Tom Dahlin/Viking Update

NFL adds, deletes excitement from special teams

The NFL is trying to make the point-after-touchdown play a little more exciting and entice coaches to go for two. However, rules changes are also taking away excitement from kickoff returns, as the stats show.

The NFL moving extra points back created a noticeable effect on the success rate and also achieved what had been hoped with the move.

Before moving the line of scrimmage for extra points back to the 15-yard in 2015, the conversion rate on extra points was above 99 percent in each of the previous five years. In 2010, kickers were making 99.1 percent of their extra points attempts and in 2013 it peaked at 99.6 percent. However, the move back created a kick more like a 32- or 33-yard field goal and the percentage dropped to 94.2 percent in 2015.

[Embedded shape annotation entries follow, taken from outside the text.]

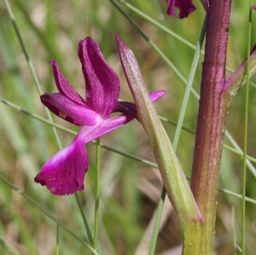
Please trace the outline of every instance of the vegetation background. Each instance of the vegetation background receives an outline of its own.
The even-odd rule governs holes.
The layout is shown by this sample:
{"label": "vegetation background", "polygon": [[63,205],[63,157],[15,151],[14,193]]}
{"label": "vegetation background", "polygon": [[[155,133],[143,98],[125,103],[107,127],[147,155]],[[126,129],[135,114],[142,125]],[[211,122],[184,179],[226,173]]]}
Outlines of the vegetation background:
{"label": "vegetation background", "polygon": [[[129,0],[130,4],[196,44],[205,12],[200,1],[188,19],[167,16],[166,0]],[[180,73],[188,78],[195,49],[150,24],[141,15],[116,3],[153,40]],[[131,47],[138,62],[149,91],[165,90],[166,95],[155,102],[160,115],[177,122],[185,86],[174,72],[130,22],[107,0],[28,1],[10,3],[26,49],[34,65],[44,93],[56,91],[52,68],[47,61],[57,60],[63,73],[77,91],[84,96],[84,83],[77,56],[78,43],[89,36],[86,16],[90,18],[93,39],[100,46],[107,61],[120,79],[120,98],[131,101],[115,44],[115,34]],[[236,69],[246,58],[247,4],[233,0],[228,44],[227,66]],[[255,14],[253,14],[252,43],[256,42]],[[201,56],[200,63],[203,61]],[[198,65],[193,87],[200,91],[201,65]],[[227,77],[230,74],[227,72]],[[255,78],[252,80],[255,81]],[[247,154],[256,158],[256,90],[250,87],[249,130]],[[227,123],[238,145],[243,144],[244,91],[233,99]],[[0,2],[0,97],[45,118],[44,106],[15,32],[3,2]],[[195,130],[198,100],[190,96],[183,125]],[[77,131],[78,129],[53,116],[54,121]],[[173,139],[175,126],[165,123]],[[91,254],[75,238],[61,228],[56,245],[56,223],[2,178],[24,191],[87,241],[88,236],[74,195],[54,196],[44,187],[33,182],[42,165],[58,151],[49,125],[34,119],[9,106],[0,104],[0,254]],[[73,136],[58,130],[62,146]],[[182,131],[177,154],[187,176],[190,175],[195,135]],[[154,162],[147,136],[136,120],[101,138],[101,142],[119,152]],[[228,142],[226,142],[230,145]],[[84,190],[79,193],[83,210],[91,229],[94,224],[95,145],[88,144],[90,165],[84,179]],[[255,159],[254,159],[255,160]],[[255,163],[253,163],[255,165]],[[220,187],[241,194],[241,158],[224,149]],[[247,195],[256,200],[256,175],[247,171]],[[148,254],[152,223],[162,183],[158,170],[102,149],[99,252],[101,254]],[[216,226],[216,254],[234,254],[233,230],[236,226],[240,243],[241,204],[239,198],[220,192]],[[234,205],[236,224],[232,223]],[[247,254],[256,251],[256,205],[247,204]],[[167,200],[162,227],[157,241],[156,254],[180,254],[183,233],[178,218]],[[56,248],[58,246],[58,249]],[[237,250],[239,254],[239,250]]]}

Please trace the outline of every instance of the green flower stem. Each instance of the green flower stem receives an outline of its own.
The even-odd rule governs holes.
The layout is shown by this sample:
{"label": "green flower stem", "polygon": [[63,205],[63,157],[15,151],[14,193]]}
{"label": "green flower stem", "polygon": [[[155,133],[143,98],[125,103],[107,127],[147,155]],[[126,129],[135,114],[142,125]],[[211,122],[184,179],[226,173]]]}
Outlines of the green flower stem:
{"label": "green flower stem", "polygon": [[60,240],[60,236],[59,236],[59,224],[57,224],[57,228],[56,228],[56,255],[59,255],[60,252],[60,246],[59,246],[59,240]]}
{"label": "green flower stem", "polygon": [[[177,147],[177,143],[178,143],[178,140],[179,140],[179,136],[180,136],[180,133],[181,133],[181,130],[182,130],[182,126],[183,126],[183,119],[185,116],[185,112],[186,112],[189,97],[191,88],[192,88],[192,84],[193,84],[196,67],[197,67],[198,61],[199,61],[200,52],[201,49],[201,45],[202,45],[202,43],[204,40],[205,33],[206,33],[206,20],[204,21],[204,24],[203,24],[203,26],[201,29],[201,32],[200,35],[199,42],[196,46],[196,49],[195,49],[195,53],[194,60],[193,60],[193,63],[192,63],[192,67],[191,67],[189,77],[188,79],[186,91],[185,91],[182,108],[180,111],[177,125],[177,129],[176,129],[175,135],[174,135],[174,139],[173,139],[174,152],[176,152],[176,149]],[[153,255],[154,253],[157,235],[158,235],[160,223],[160,217],[161,217],[163,206],[164,206],[165,197],[166,197],[166,188],[164,187],[162,189],[160,200],[158,205],[157,212],[156,212],[156,216],[155,216],[155,223],[154,223],[154,229],[153,229],[152,239],[151,239],[150,247],[149,247],[149,253],[148,253],[150,255]]]}
{"label": "green flower stem", "polygon": [[246,253],[246,185],[247,185],[247,164],[246,154],[247,150],[247,130],[248,130],[248,107],[249,107],[249,77],[250,77],[250,49],[252,38],[252,3],[249,2],[249,22],[247,38],[247,84],[245,98],[245,117],[244,117],[244,137],[243,137],[243,164],[242,164],[242,200],[241,200],[241,254]]}
{"label": "green flower stem", "polygon": [[[15,105],[14,103],[9,101],[8,100],[5,100],[5,99],[3,99],[3,98],[0,97],[0,101],[2,101],[3,103],[4,103],[4,104],[6,104],[6,105],[8,105],[8,106],[9,106],[11,107],[13,107],[14,109],[15,109],[15,110],[17,110],[17,111],[19,111],[19,112],[20,112],[22,113],[26,114],[27,116],[29,116],[31,118],[38,119],[38,120],[39,120],[39,121],[41,121],[43,123],[45,123],[45,124],[47,124],[49,125],[54,126],[54,127],[55,127],[59,130],[61,130],[61,131],[66,132],[67,134],[71,134],[73,136],[76,136],[77,135],[76,131],[73,131],[73,130],[72,130],[70,129],[67,129],[67,128],[66,128],[66,127],[64,127],[64,126],[62,126],[61,125],[58,125],[58,124],[56,124],[55,122],[52,122],[52,121],[50,121],[49,119],[46,119],[45,118],[43,118],[43,117],[41,117],[41,116],[39,116],[38,114],[35,114],[35,113],[31,113],[31,112],[29,112],[27,110],[25,110],[24,108],[21,108],[20,107],[19,107],[19,106],[17,106],[17,105]],[[172,121],[170,119],[167,119],[166,118],[164,118],[164,117],[161,117],[161,116],[159,116],[159,117],[160,117],[160,119],[161,119],[162,121],[165,121],[165,122],[169,123],[169,124],[171,124],[171,125],[172,125],[174,126],[177,126],[177,123],[176,122]],[[191,134],[195,135],[195,130],[188,129],[188,128],[186,128],[184,126],[183,126],[182,129],[183,130],[186,130],[186,131],[191,133]],[[225,148],[225,149],[227,149],[227,150],[229,150],[229,151],[230,151],[230,152],[232,152],[232,153],[234,153],[234,154],[237,154],[237,155],[239,155],[241,157],[243,157],[243,152],[242,152],[242,150],[239,148],[239,146],[237,145],[237,143],[236,142],[236,141],[232,138],[232,136],[227,131],[225,131],[225,136],[228,136],[229,141],[230,142],[230,143],[232,144],[232,146],[235,148],[231,148],[231,147],[230,147],[230,146],[228,146],[226,144],[224,145],[224,148]],[[92,143],[95,143],[95,142],[92,142]],[[101,146],[102,148],[107,148],[107,149],[110,150],[110,151],[115,152],[115,149],[113,148],[112,148],[112,147],[108,147],[108,146],[104,145],[102,143],[101,143]],[[122,155],[124,155],[125,157],[134,159],[137,161],[144,163],[144,164],[146,164],[146,165],[148,165],[149,166],[153,166],[153,167],[156,167],[157,168],[157,165],[156,164],[152,163],[152,162],[150,162],[148,160],[141,159],[141,158],[134,156],[134,155],[131,155],[129,154],[126,154],[126,153],[124,153],[124,152],[121,152],[121,151],[118,151],[117,153],[119,154],[122,154]],[[246,155],[246,158],[247,159],[247,166],[250,167],[250,165],[252,165],[252,167],[253,168],[253,165],[252,165],[252,163],[250,161],[252,161],[253,163],[256,163],[256,159],[253,158],[253,157],[252,157],[252,156],[250,156],[250,155],[247,155],[247,154]],[[255,174],[253,174],[253,175],[255,176]]]}
{"label": "green flower stem", "polygon": [[94,239],[93,248],[97,249],[98,231],[99,231],[99,204],[100,204],[100,174],[101,174],[101,142],[100,138],[96,140],[96,201],[95,201],[95,215],[94,215]]}
{"label": "green flower stem", "polygon": [[117,44],[123,70],[135,101],[137,119],[148,134],[169,200],[184,230],[183,254],[200,254],[200,242],[194,235],[200,235],[198,231],[202,218],[189,184],[158,118],[133,53],[119,37]]}
{"label": "green flower stem", "polygon": [[12,183],[10,183],[8,179],[6,179],[3,175],[0,174],[0,178],[7,184],[9,188],[13,188],[16,192],[18,192],[20,195],[22,195],[26,200],[30,201],[33,206],[38,207],[42,212],[44,212],[47,217],[51,218],[54,222],[57,223],[57,225],[61,226],[63,229],[65,229],[68,234],[70,234],[73,237],[74,237],[79,242],[80,242],[84,246],[85,246],[89,251],[90,251],[93,254],[100,255],[96,250],[94,250],[89,244],[87,244],[84,241],[83,241],[78,235],[70,230],[65,224],[57,220],[50,212],[42,207],[39,204],[34,201],[30,196],[23,193],[20,188],[15,186]]}

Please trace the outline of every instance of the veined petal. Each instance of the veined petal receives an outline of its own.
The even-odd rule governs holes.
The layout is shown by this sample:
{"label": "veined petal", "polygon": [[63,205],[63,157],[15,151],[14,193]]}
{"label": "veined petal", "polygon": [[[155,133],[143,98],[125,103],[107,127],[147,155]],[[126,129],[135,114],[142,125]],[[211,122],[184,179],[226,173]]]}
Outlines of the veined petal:
{"label": "veined petal", "polygon": [[41,101],[55,115],[76,125],[95,125],[102,119],[86,105],[75,104],[59,93],[44,94]]}
{"label": "veined petal", "polygon": [[67,148],[59,151],[42,168],[35,182],[54,194],[71,194],[84,189],[89,158],[79,134]]}
{"label": "veined petal", "polygon": [[188,17],[189,14],[195,10],[195,7],[192,3],[192,0],[166,0],[168,4],[167,14],[177,18],[175,12],[175,7],[180,10],[179,18]]}
{"label": "veined petal", "polygon": [[119,80],[90,38],[80,41],[79,56],[86,84],[86,102],[103,119],[108,118],[119,95]]}
{"label": "veined petal", "polygon": [[[166,94],[165,90],[157,90],[149,93],[152,102],[154,102],[160,97]],[[137,118],[137,110],[134,102],[131,101],[118,101],[113,109],[113,113],[122,113]]]}
{"label": "veined petal", "polygon": [[86,104],[84,100],[79,95],[79,93],[70,84],[66,77],[62,74],[58,62],[56,61],[52,61],[49,63],[51,64],[53,67],[53,73],[55,84],[60,93],[63,96],[66,96],[73,102],[82,105]]}
{"label": "veined petal", "polygon": [[91,141],[121,127],[132,119],[134,119],[134,117],[131,115],[120,114],[114,118],[105,119],[96,126],[84,126],[80,131],[83,142],[90,142]]}

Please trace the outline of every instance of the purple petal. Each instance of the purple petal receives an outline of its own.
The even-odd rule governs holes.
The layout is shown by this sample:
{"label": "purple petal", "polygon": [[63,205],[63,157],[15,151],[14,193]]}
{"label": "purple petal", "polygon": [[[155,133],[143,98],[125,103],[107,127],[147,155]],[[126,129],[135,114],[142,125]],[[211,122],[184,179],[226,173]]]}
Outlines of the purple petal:
{"label": "purple petal", "polygon": [[65,96],[44,94],[42,102],[55,115],[76,125],[95,125],[102,117],[86,105],[77,105]]}
{"label": "purple petal", "polygon": [[161,96],[163,96],[165,95],[166,95],[165,90],[156,90],[156,91],[153,91],[153,92],[149,93],[149,96],[150,96],[152,102],[154,102],[155,101],[157,101],[159,98],[160,98]]}
{"label": "purple petal", "polygon": [[84,189],[84,178],[88,170],[89,158],[81,138],[59,151],[42,168],[35,182],[54,194],[71,194]]}
{"label": "purple petal", "polygon": [[90,142],[91,141],[121,127],[132,119],[134,119],[134,117],[131,115],[120,114],[114,118],[103,120],[96,126],[84,126],[80,131],[83,142]]}
{"label": "purple petal", "polygon": [[[149,93],[152,102],[154,102],[160,97],[166,94],[165,90],[157,90]],[[118,101],[113,109],[113,113],[122,113],[137,118],[137,110],[134,102],[131,101]]]}
{"label": "purple petal", "polygon": [[195,7],[192,3],[192,0],[166,0],[168,4],[167,14],[177,18],[175,12],[175,7],[180,10],[179,18],[188,17],[189,14],[195,10]]}
{"label": "purple petal", "polygon": [[49,62],[53,67],[53,73],[57,85],[58,90],[63,96],[66,96],[73,102],[79,104],[84,104],[84,100],[77,93],[73,87],[69,84],[68,80],[62,74],[58,62],[56,61],[52,61]]}
{"label": "purple petal", "polygon": [[119,95],[119,78],[90,38],[79,42],[79,56],[86,84],[86,102],[107,119]]}

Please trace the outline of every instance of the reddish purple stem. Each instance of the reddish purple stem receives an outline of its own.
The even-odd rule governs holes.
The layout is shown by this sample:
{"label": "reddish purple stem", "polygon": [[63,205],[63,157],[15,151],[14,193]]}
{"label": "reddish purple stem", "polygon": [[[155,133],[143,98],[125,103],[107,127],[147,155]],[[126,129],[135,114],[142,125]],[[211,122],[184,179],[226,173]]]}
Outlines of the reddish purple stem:
{"label": "reddish purple stem", "polygon": [[[202,214],[202,248],[212,252],[216,199],[229,99],[223,96],[231,0],[212,0],[207,12],[206,54],[191,177]],[[209,240],[212,241],[209,242]],[[207,245],[208,244],[208,245]]]}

While making the kick more challenging was part of the impetus for the move, some in league circles believed that a change to extra points could yield more excitement if coaches would consider going for the 2-point conversion more often.

That also happened. The previous five-year high was 69 two-point conversions attempted in the 2013 season (in a year when extra points were being made at a 99.6 percent clip). But after a decrease to 59 two-point attempts in 2014, last year there were 94 two-point conversions attempted. That was almost double the number from 2011, when only 50 were attempted.

The NFL has also made changes to kickoffs in recent years and this year is no different. Instead of placing the ball on a team’s 20-yard after a touchback, the spot will be moved to the 25-yard line.

The percentage of kickoff returns had already been on the decrease before that change and it seems likely that will only increase. Since 2010, the percentage of kickoffs that have been returned has fallen from 80.1 percent to 41.1 percent last year. Incentivizing teams to take the touchback and get the ball at the 25-yard line will likely mean another drop in the percentage of returns the league sees.

Interestingly, however, when the NFL had the biggest drop in the percentage of returns, from 2010 to 2011 with the spot of kickoff changed from the 30-yard line to the 35, it also experienced a gain in length of returns. In 2010, the average return was 22.8 yards. In 2011, that increased to 23.8, and it has remained above 23.4 ever since.

So while the NFL tries to add some excitement to the extra point by making it less successful and enticing coaches to go for the 2-point conversion, it is also taking the excitement out of kickoff returns, calling it a safety issue.